Al llegar a la estación, su hermano le estaba esperando. Se han sonreído y abrazado, lanzado un par de preguntas de rigor y han emprendido el descenso hacia el centro, pasando por un largo paseo rodeado de villas. En una de las primeras esquinas de la bajada han entrado en una pastelería para tomar un café y un bollo, pero ha sido un momento: "La jornada es corta y las cosas que te quiero enseñar muchas", le ha dicho Mathias.
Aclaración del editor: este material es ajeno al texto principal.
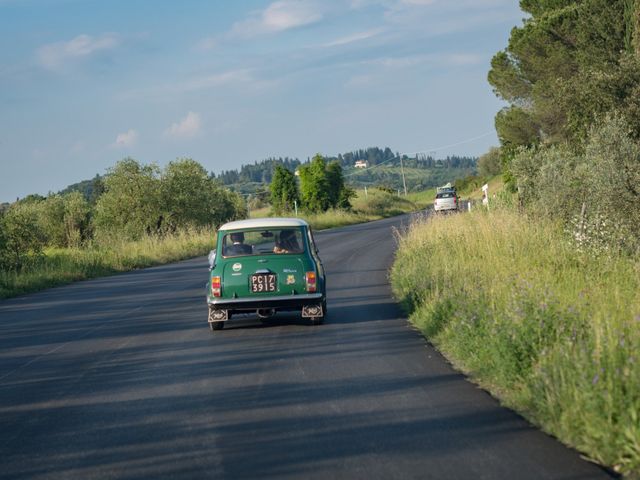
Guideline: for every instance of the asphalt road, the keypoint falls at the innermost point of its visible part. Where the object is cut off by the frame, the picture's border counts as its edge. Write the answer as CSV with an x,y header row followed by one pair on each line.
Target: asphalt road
x,y
121,378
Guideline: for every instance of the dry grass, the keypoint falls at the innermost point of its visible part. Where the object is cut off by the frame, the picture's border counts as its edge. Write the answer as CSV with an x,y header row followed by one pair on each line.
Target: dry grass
x,y
553,332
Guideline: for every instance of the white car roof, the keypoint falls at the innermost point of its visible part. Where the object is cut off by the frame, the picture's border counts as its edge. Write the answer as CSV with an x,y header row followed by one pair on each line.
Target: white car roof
x,y
270,222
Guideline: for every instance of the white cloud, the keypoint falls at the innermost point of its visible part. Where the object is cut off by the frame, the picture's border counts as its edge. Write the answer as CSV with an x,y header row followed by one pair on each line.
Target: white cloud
x,y
54,55
126,139
356,37
439,60
189,126
215,80
418,3
279,16
207,43
462,59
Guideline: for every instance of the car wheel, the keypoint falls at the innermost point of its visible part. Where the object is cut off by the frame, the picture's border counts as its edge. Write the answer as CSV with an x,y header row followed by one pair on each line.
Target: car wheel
x,y
216,325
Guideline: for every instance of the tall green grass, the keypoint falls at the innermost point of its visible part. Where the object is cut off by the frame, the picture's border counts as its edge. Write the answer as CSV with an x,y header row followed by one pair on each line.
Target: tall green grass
x,y
551,331
59,266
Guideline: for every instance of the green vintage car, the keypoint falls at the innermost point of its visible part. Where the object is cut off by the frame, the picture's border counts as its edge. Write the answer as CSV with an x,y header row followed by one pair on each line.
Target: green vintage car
x,y
265,265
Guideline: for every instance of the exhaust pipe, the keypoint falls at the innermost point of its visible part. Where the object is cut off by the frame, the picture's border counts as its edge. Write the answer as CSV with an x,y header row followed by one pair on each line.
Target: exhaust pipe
x,y
264,313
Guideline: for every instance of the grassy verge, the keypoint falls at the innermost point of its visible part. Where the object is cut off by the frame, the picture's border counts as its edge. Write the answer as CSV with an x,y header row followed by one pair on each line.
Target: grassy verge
x,y
552,332
62,266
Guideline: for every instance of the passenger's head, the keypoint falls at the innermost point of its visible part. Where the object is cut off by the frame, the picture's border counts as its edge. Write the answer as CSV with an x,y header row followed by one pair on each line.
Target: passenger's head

La primera parada ha sido en la Herderkirche, donde apenas si han podido ver el órgano que utilizó Johan Sebastian Bach durante su estancia en la ciudad. Han cruzado como una exhalación por la plaza del Ayuntamiento y, por fin, subiendo un poco, han alcanzado la de la imagen. No hay demasiada gente, pero si queremos cubrir todo el recorrido -le advierte Mathias-, sólo podemos ver la casa de Goethe desde fuera. Condescendiente, Markus se ha parado delante de la fuente y se ha puesto a rumiar las explicaciones de su hermano, que le han situado en un plis plas en la época evocada.
Ya está. Me puedo imaginar que ha seguido, pero iría bien relatarlo con alguna otra imagen delante.